Alors qu’une délégation de l’Enquête nationale sur les femmes et filles autochtones disparues et assassinées se déplace cette semaine à Norway House avec la volonté de rencontrer les proches de victimes, en vue de possibles auditions, la conseillère de bande Darlene Osborne se confie sur les drames qui ont frappé sa famille.
Par Barbara GORRAND
Elle a affronté, les uns après les autres, les assauts répétés de la fatalité. Et elle n’a jamais plié. Darlene Osborne est de ces personnes qui restent debout quand tout s’écroule autour d’elles. La vie de cette grandmère, admirable de dignité, s’est pourtant arrêtée le 24 mars 2003. « Le jour où notre petitefille, Felicia, a disparu. »

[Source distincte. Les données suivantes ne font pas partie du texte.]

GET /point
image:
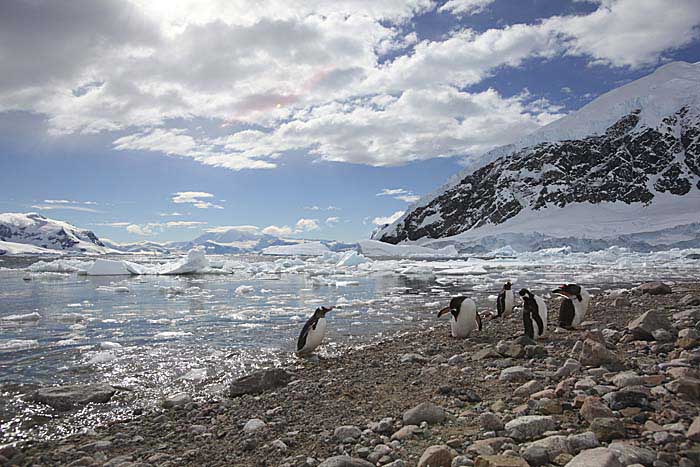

Felicia Solomon avait 16 ans. Sa mère, Matilda, avait quitté Norway House pour Winnipeg, suite à un divorce. Pour offrir une autre vie à ses enfants. Darlene Osborne se souvient. « Felicia était très ouverte aux autres. Trop peut-être. Et elle n’avait jamais peur.» Ce soir-là, Felicia ne rentre pas à la maison. Pour ses proches, il devient très vite évident que les services de police ne prennent pas la mesure de cette disparition.
« On allait à sa recherche nous-mêmes dans les rues de Winnipeg. On collait des affiches qu’on avait fabriquées nousmêmes. Parce que rien n’était fait sérieusement par les services de police. Jusqu’à ce qu’en octobre, ils nous annoncent que les membres retrouvés dans la Rivière Rouge au début de l’été étaient ceux de Felicia. »
Dévastée, la famille Osborne se retrouve plongée dans un cauchemar qui, en réalité, a démarré en 1971. Avec la mort d’Helen Betty Osborne, sauvagement assassinée à 19 ans sur un terrain à Le Pas, où cette enfant de Norway House était partie étudier pour devenir enseignante. « Helen Betty Osborne était la cousine de mon mari. Elle a été tuée d’une façon atroce, par racisme. Mais il a fallu 16 ans pour arriver à la condamnation d’un des quatre auteurs du crime. Pourtant, ils étaient connus depuis le début. »
À l’époque déjà, les ratés de cette affaire avaient conduit à une enquête d’ampleur provinciale sur le traitement réservé aux Autochtones par les services judiciaires. Le gouvernement avait même présenté des excuses publiques. Une mince consolation aux yeux de Darlene Osborne. « Rien n’a changé. Parce qu’en 2003, le cas de Felicia n’a pas été traité différemment. Et ça a continué comme ça. En 2008, une autre cousine de mon mari, Claudette Osborne, a disparu à Winnipeg. Elle avait 21 ans. Elle n’a jamais été retrouvée. En 2009, c’est Hillary Wilson, qui fait aussi partie de la famille, qui a été assassinée. Elle avait 18 ans. Le coupable n’a jamais été identifié. »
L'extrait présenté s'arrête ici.